Correlation Between Cameo Communications and Intech Biopharm
Can any of the company-specific risk be diversified away by investing in both Cameo Communications and Intech Biopharm at the same time? Although using a correlation coefficient on its own may not help to predict future stock returns, this module helps to understand the diversifiable risk of combining Cameo Communications and Intech Biopharm into the same portfolio, which is an essential part of the fundamental portfolio management process.
By analyzing existing cross correlation between Cameo Communications and Intech Biopharm, you can compare the effects of market volatilities on Cameo Communications and Intech Biopharm and check how they will diversify away market risk if combined in the same portfolio for a given time horizon. You can also utilize pair trading strategies of matching a long position in Cameo Communications with a short position of Intech Biopharm. Check out your portfolio center. Please also check ongoing floating volatility patterns of Cameo Communications and Intech Biopharm.
Diversification Opportunities for Cameo Communications and Intech Biopharm
-0.5 | Correlation Coefficient |
Very good diversification
The 3 months correlation between Cameo and Intech is -0.5. Overlapping area represents the amount of risk that can be diversified away by holding Cameo Communications and Intech Biopharm in the same portfolio, assuming nothing else is changed. The correlation between historical prices or returns on Intech Biopharm and Cameo Communications is a relative statistical measure of the degree to which these equity instruments tend to move together. The correlation coefficient measures the extent to which returns on Cameo Communications are associated (or correlated) with Intech Biopharm. Values of the correlation coefficient range from -1 to +1, where. The correlation of zero (0) is possible when the price movement of Intech Biopharm has no effect on the direction of Cameo Communications i.e., Cameo Communications and Intech Biopharm go up and down completely randomly.
Pair Corralation between Cameo Communications and Intech Biopharm
Assuming the 90 days trading horizon Cameo Communications is expected to under-perform the Intech Biopharm. In addition to that, Cameo Communications is 2.17 times more volatile than Intech Biopharm. It trades about -0.12 of its total potential returns per unit of risk. Intech Biopharm is currently generating about -0.14 per unit of volatility. If you would invest 2,810 in Intech Biopharm on September 2, 2024 and sell it today you would lose (100.00) from holding Intech Biopharm or give up 3.56% of portfolio value over 90 days.

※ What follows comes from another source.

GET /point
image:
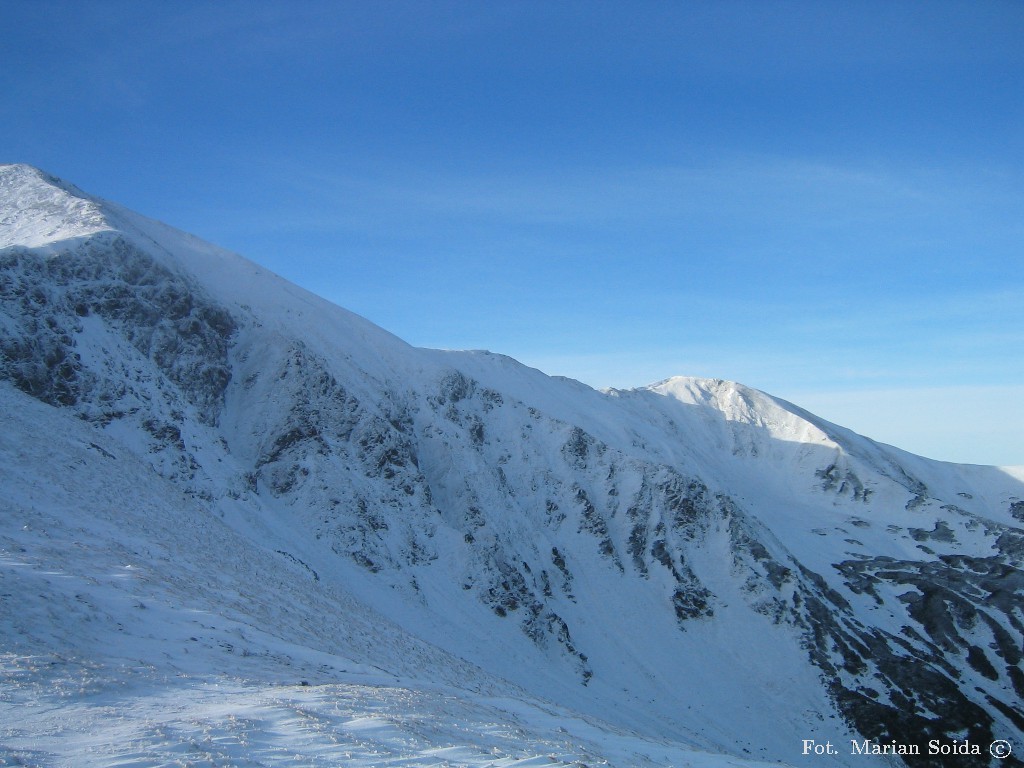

Time Period | 3 Months [change] |
Direction | Moves Against |
Strength | Very Weak |
Accuracy | 100.0% |
Values | Daily Returns |
Cameo Communications vs. Intech Biopharm
Performance |
Timeline |
Cameo Communications |
Intech Biopharm |
Cameo Communications and Intech Biopharm Volatility Contrast
Predicted Return Density |
Returns |
Pair Trading with Cameo Communications and Intech Biopharm
The main advantage of trading using opposite Cameo Communications and Intech Biopharm positions is that it hedges away some unsystematic risk. Because of two separate transactions, even if Cameo Communications position performs unexpectedly, Intech Biopharm can make up some of the losses. Pair trading also minimizes risk from directional movements in the market. For example, if an entire industry or sector drops because of unexpected headlines, the short position in Intech Biopharm will offset losses from the drop in Intech Biopharm's long position.The idea behind Cameo Communications and Intech Biopharm pairs trading is to make the combined position market-neutral, meaning the overall market's direction will not affect its win or loss (or potential downside or upside). This can be achieved by designing a pairs trade with two highly correlated stocks or equities that operate in a similar space or sector, making it possible to obtain profits through simple and relatively low-risk investment.Intech Biopharm vs. Arima Communications Corp | Intech Biopharm vs. Dimerco Data System | Intech Biopharm vs. WinMate Communication INC | Intech Biopharm vs. Mercuries Data Systems |
Check out your portfolio center.Note that this page's information should be used as a complementary analysis to find the right mix of equity instruments to add to your existing portfolios or create a brand new portfolio. You can also try the Portfolio Optimization module to compute new portfolio that will generate highest expected return given your specified tolerance for risk.